Wendy Killoran created a furore of activity on a UK kayaking site this week. Readers had picked up on an innocent comment made regarding the need to fulfil sexual desires on extended paddling trips. Of course Wendy is famous for her (amongst others) 2700Km solo navigation of Newfoundland through the summer of 2006. I read many of the "boyish" comments on the rivers guidebook with surprise. Wendy had written 10 paragraphs in her blog and the hive of activity surrounded a whole 3-5 lines that happened to suggest "self gratification".
What most readers seemed to miss were her earlier comments regarding the bane of her own unhappiness in not finding a compatible life partner and her desire for a companion posessing the same free spirit. That was the one thing that really stood out in her post for me. I found myself admiring the level of openess with an admission that I felt came straight from the heart.
I sometimes wonder why I write this blog. I don’t do it religiously, only adding my spam to the virtual ether when something stirs me, or more generally when I’ve had a trip away somewhere. More generally I use this site to show off some photos to family and friends. This blog ; well I think I do that for myself, it’s my on-line diary of a part, but not all, of my life and it has been nice for me to look back this week and see what I was up to this time last year. The fact that "strangers" get a port hole into my little world doesn’t really bother me. I could set the blog to be private, but for the past 20 years at least, I’ve held the view that exposing ones weaknesses or personal thoughts for all to see is actually a sign of inner strength.
I went through a lot of my school years hanging back, to scared to perform because of the fear of ridicule from my peers.
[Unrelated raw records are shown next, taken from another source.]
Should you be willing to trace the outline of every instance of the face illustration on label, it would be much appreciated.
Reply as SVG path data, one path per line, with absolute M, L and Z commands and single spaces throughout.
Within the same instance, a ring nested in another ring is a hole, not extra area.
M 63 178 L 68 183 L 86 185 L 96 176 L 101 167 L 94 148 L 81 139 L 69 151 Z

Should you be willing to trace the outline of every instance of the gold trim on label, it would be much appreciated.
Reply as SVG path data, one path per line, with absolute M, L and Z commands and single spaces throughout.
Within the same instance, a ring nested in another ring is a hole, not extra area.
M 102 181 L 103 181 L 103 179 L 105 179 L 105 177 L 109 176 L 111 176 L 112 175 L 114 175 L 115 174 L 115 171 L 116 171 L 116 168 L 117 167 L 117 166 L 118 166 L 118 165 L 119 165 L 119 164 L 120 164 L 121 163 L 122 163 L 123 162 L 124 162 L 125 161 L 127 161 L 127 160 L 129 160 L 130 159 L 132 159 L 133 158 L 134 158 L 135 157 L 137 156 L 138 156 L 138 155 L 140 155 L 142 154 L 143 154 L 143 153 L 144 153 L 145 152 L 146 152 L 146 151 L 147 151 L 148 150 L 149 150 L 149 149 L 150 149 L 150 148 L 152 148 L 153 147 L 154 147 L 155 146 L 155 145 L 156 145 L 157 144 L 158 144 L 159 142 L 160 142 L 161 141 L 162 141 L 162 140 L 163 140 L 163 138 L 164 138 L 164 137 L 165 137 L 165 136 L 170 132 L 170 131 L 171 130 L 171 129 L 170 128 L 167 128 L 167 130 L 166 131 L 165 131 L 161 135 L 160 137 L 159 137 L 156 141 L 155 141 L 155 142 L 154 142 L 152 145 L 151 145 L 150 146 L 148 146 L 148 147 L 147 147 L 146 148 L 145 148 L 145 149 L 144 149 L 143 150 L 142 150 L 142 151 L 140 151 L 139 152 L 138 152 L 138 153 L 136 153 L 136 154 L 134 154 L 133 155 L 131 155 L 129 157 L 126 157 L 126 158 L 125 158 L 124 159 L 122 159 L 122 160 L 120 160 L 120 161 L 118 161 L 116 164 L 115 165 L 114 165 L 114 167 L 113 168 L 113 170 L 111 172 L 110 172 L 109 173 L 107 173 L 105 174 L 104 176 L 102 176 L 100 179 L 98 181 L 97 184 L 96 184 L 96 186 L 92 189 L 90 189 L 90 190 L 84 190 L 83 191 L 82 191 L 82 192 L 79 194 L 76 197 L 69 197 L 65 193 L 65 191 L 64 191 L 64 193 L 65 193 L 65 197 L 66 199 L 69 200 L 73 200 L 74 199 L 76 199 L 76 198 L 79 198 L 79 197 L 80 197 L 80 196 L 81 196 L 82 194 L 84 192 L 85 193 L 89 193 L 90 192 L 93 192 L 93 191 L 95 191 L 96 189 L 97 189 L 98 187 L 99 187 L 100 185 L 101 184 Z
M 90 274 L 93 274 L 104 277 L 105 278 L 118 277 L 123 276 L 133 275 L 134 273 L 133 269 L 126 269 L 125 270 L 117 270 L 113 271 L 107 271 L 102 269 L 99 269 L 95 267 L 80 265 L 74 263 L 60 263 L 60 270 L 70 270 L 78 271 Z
It was only a lot later in life, through my involvement in mountain sports, that I actually gained that "life confidence" to get out and achieve my own personal goals. Because of my past school experience I like to think that now I always encourage people to reach their own goals; at whatever rung of the ladder they are standing on, we can’t all be gold medal winners. I also tend to get pretty defensive (some might say openly hostile) with anyone who tries to point score or belittle someone elses efforts so as to make themself appear "cool".
Some colleagues recently got news of the fact that I had a blog. In the derogatory manner and "ribbing" way that they (and I ) are accustomed to they had plenty of ammunition with which to "take the mick" and naturally I became the subject of their amusement for a few days. Taking the Mick is OK when there is no malicious intent.
Wendy’s response to her critics was brilliantly written and echoed my own thoughts precisely. It’s takes minimal effort to judge, criticize and belittle another. It takes minimal effort to behave like a lemming and follow the crowd.
…and yet it takes strength of character and a willingness to push the envelope in order to offer a conflicting opinion or more generally to step out and follow ones dream.